Despite Daily Press Rumbles, Stelter Squeals Trump's 'Self-Isolating' in Fox News 'Safe Space'

March 31st, 2020 8:49 AM

CNN Reliable Sources host Brian Stelter spent many months complaining about the lack of White House press briefings...then when Trump took questions on the lawn, it was the lack of "formal" press briefings. Now there are daily briefings in the James Brady Briefing Room, and Stelter's complaining "Trump is self-isolating at his safe space: Fox News."

Stelter should be quite physically fit after all this energetic goalpost-moving. 

Keep in mind this came about half a day before Gov. Andrew Cuomo submitted to another brutal interview with....his brother Chris on CNN. That's less "news interview" and more The Smothers Brothers Comedy Hour (yes, I'm dating myself).

Stelter complained that the president called into Fox & Friends, for his third Fox News interview in the last week, which added up to "54 minutes with hardly a tough question or assertive follow-up." That sounds like an apt description of almost every episode of Reliable Sources. But let's continue. 

If the ratings-conscious president had wanted to reach a bigger audience, he would have called into the Today show or Good Morning America. If he had wanted to be heard on the global stage, he would have granted an interview to CNN.

His decision to stay on Fox suggests he wants to shore up his base — and avoid difficult questions.

Now let's go back to reminding Stelter: Trump is doing a daily briefing...with reporters from ABC and NBC and CNN and PBS and their "tough questions and assertive follow-ups." As Ed Morrissey joked at Hot Air, "This claim is so easily debunked that it’s amazing it appears at all, especially at CNN."

Stelter admits this, but then dismisses it: "But the briefing dynamic is different than a traditional interview." He pines for a 60 Minutes interview, where Trump would "face some serious questioning."

Translation: In a briefing, the president can breezily move on to the next questioner. A long interview with one anchor would be a tougher assignment. 

But Stelter refuses to admit what everyone knows: a Democratic president has a much larger "safe space" of supportive interviewers. Barack Obama adored doing long interviews on 60 Minutes -- it was such a safe space we wrote an entire report entitled Syrupy Minutes. Anderson Cooper certainly provided a "safe space" for an anti-Trump porn star on that show. 

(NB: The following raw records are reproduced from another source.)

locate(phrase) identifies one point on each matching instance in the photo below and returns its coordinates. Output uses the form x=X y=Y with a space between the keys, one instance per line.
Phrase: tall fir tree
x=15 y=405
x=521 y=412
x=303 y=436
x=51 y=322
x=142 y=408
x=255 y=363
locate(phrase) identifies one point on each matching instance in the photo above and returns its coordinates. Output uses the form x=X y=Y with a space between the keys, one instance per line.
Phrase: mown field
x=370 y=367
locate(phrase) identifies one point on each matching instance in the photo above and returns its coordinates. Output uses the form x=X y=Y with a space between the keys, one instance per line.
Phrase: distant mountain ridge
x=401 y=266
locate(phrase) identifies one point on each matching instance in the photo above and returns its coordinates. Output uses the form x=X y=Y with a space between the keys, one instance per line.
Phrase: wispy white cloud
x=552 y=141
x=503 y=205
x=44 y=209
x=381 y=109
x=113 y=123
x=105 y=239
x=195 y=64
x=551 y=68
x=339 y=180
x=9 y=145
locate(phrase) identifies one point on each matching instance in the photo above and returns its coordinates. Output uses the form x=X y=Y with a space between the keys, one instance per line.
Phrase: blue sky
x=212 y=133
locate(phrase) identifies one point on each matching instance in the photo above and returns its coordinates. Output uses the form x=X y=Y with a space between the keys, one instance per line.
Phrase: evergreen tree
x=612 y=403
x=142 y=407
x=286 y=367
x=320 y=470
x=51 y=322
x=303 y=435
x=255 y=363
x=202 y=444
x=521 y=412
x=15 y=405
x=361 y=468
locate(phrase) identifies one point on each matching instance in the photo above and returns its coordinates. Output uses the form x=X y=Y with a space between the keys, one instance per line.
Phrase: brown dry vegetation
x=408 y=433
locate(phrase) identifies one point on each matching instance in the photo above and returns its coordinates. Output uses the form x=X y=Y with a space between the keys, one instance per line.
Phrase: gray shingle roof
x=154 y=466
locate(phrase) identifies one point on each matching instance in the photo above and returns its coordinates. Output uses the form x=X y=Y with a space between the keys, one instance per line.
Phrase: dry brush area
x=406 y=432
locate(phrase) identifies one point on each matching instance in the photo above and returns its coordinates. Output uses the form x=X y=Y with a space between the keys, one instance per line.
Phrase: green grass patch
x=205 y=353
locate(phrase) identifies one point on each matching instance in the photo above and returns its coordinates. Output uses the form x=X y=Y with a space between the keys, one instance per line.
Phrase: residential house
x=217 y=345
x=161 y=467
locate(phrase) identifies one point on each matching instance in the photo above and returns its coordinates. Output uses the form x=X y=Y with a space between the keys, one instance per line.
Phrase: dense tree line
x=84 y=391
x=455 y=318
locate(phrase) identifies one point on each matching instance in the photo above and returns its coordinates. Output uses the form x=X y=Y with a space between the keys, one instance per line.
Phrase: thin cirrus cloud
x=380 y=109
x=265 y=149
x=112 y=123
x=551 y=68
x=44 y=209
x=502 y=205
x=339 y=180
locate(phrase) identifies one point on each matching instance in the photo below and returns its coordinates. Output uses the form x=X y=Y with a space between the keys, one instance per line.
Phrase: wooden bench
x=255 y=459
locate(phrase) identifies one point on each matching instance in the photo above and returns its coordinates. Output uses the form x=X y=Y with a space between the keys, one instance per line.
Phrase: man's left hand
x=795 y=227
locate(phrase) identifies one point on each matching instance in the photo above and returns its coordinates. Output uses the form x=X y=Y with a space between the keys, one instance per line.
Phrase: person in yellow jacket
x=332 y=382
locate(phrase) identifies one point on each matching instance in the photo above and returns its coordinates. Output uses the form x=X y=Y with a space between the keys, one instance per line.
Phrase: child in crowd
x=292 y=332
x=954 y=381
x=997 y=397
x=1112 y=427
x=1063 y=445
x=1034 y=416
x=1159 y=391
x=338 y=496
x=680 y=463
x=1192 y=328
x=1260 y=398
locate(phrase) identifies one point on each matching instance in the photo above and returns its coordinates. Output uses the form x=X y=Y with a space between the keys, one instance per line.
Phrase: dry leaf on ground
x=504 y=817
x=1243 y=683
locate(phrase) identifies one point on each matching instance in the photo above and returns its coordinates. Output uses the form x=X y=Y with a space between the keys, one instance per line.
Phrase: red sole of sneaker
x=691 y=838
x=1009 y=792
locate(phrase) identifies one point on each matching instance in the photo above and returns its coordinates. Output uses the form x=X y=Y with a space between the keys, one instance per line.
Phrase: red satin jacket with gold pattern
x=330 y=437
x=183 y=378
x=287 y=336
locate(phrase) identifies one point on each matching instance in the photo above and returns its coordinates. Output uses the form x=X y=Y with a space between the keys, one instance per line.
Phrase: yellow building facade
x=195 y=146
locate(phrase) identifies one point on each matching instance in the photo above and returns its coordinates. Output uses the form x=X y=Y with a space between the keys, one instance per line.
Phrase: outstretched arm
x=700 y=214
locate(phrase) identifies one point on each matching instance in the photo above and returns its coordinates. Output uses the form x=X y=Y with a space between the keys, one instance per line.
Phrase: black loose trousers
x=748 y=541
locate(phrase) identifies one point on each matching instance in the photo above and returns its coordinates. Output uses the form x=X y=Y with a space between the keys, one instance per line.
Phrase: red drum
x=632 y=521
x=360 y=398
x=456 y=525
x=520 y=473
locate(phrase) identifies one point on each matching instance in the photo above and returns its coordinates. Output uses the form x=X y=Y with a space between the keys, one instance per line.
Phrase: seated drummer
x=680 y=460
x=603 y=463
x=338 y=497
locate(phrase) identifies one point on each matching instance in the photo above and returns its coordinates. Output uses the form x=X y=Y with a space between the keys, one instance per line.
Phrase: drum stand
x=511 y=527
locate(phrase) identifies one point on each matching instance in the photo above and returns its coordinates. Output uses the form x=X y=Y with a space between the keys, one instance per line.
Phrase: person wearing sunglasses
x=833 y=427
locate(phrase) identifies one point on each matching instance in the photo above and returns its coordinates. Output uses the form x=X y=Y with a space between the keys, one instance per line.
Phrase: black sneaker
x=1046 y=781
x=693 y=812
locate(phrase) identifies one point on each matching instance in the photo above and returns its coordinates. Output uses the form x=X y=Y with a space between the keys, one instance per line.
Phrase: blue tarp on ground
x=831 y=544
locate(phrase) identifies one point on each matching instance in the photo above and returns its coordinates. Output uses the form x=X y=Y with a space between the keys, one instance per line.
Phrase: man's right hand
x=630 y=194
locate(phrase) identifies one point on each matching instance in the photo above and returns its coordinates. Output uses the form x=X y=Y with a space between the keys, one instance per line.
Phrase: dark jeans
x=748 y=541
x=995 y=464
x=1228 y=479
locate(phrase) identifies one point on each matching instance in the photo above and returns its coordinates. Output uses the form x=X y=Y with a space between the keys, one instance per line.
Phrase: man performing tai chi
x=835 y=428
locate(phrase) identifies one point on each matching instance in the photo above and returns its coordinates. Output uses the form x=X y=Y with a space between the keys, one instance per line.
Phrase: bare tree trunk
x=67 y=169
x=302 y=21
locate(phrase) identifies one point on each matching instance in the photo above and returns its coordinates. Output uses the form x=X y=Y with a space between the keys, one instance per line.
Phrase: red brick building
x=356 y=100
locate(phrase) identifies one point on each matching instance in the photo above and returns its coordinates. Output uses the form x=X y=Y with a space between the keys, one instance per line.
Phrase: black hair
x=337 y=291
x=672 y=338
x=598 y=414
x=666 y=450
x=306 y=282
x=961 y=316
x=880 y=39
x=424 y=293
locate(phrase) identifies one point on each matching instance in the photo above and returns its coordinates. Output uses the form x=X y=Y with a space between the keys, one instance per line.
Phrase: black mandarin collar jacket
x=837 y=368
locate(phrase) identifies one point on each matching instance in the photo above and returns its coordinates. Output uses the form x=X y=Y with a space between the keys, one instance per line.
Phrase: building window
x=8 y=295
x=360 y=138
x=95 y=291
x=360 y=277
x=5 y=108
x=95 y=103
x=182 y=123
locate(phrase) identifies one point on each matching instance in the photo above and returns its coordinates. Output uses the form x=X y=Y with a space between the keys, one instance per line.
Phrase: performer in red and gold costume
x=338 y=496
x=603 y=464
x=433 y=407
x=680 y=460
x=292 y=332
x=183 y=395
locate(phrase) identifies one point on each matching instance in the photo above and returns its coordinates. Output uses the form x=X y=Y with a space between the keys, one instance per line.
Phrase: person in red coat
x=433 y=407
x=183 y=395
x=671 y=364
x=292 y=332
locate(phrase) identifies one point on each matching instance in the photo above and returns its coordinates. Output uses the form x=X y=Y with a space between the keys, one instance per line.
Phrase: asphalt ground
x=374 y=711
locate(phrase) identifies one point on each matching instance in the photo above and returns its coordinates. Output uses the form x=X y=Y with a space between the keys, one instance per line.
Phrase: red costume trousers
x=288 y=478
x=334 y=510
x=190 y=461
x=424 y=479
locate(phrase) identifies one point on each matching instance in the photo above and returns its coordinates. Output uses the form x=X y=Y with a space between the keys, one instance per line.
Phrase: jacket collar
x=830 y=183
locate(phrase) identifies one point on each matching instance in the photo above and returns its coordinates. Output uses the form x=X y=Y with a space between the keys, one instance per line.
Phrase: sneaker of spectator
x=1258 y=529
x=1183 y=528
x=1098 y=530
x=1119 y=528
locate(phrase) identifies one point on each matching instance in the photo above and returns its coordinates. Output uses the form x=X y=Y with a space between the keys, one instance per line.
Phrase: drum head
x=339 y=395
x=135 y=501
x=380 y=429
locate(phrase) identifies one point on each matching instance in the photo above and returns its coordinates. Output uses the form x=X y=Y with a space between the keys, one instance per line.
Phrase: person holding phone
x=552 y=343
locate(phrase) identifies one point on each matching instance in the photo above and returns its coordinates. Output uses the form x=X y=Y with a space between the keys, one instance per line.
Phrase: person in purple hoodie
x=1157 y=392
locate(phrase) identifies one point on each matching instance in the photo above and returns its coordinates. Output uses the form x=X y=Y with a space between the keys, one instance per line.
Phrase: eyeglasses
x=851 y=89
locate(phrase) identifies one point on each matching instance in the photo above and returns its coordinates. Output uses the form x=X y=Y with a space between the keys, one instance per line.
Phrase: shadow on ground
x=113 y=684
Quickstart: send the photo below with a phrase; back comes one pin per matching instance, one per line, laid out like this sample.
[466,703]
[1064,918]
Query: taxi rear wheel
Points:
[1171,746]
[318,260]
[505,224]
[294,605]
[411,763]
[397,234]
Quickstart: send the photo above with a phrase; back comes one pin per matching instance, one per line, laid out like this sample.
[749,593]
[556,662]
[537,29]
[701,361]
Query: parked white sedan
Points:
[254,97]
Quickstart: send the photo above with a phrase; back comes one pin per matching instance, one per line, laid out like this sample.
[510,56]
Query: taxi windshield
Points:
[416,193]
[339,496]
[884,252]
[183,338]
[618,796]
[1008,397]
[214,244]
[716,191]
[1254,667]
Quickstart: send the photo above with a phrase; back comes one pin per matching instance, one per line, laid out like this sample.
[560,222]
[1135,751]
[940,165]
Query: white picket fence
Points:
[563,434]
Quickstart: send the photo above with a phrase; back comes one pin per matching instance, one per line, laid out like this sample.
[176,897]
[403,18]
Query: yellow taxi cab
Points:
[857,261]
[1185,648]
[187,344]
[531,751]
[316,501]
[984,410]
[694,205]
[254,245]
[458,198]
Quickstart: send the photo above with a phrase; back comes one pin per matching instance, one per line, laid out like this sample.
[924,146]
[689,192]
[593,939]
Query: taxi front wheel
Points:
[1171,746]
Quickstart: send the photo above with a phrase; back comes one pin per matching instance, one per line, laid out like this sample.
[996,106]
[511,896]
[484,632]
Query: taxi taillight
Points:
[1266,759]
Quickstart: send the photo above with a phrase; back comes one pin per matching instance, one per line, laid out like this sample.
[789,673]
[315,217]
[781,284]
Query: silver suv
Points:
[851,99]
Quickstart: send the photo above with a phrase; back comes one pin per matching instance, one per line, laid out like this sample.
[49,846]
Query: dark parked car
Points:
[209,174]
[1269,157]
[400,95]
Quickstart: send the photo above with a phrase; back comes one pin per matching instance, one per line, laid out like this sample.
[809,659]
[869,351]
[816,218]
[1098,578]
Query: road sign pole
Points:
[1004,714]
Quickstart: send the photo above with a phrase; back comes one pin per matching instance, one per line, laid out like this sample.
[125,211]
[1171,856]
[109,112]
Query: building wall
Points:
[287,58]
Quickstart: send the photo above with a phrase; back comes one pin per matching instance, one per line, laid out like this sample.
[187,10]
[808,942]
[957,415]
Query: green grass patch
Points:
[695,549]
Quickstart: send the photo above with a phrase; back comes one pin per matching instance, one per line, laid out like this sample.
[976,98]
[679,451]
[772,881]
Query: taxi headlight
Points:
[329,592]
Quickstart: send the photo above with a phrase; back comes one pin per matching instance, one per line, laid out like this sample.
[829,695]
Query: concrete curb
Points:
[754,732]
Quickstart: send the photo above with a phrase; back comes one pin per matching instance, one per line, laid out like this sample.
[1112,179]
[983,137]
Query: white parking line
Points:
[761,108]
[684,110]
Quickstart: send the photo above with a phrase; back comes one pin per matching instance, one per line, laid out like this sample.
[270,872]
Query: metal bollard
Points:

How many interviews did Barack Obama do on the Fox News Channel? (And let's put an asterisk on the Super Bowl interview with Bill O'Reilly, since that only replayed on Fox News.) How many interviews did Hillary Clinton grant to Fox News in the 2016 cycle? How many presidential primary debates are the Democrats allowing on the Fox News Channel? Maybe someone should do a little less swaggering about the Safe Spaces.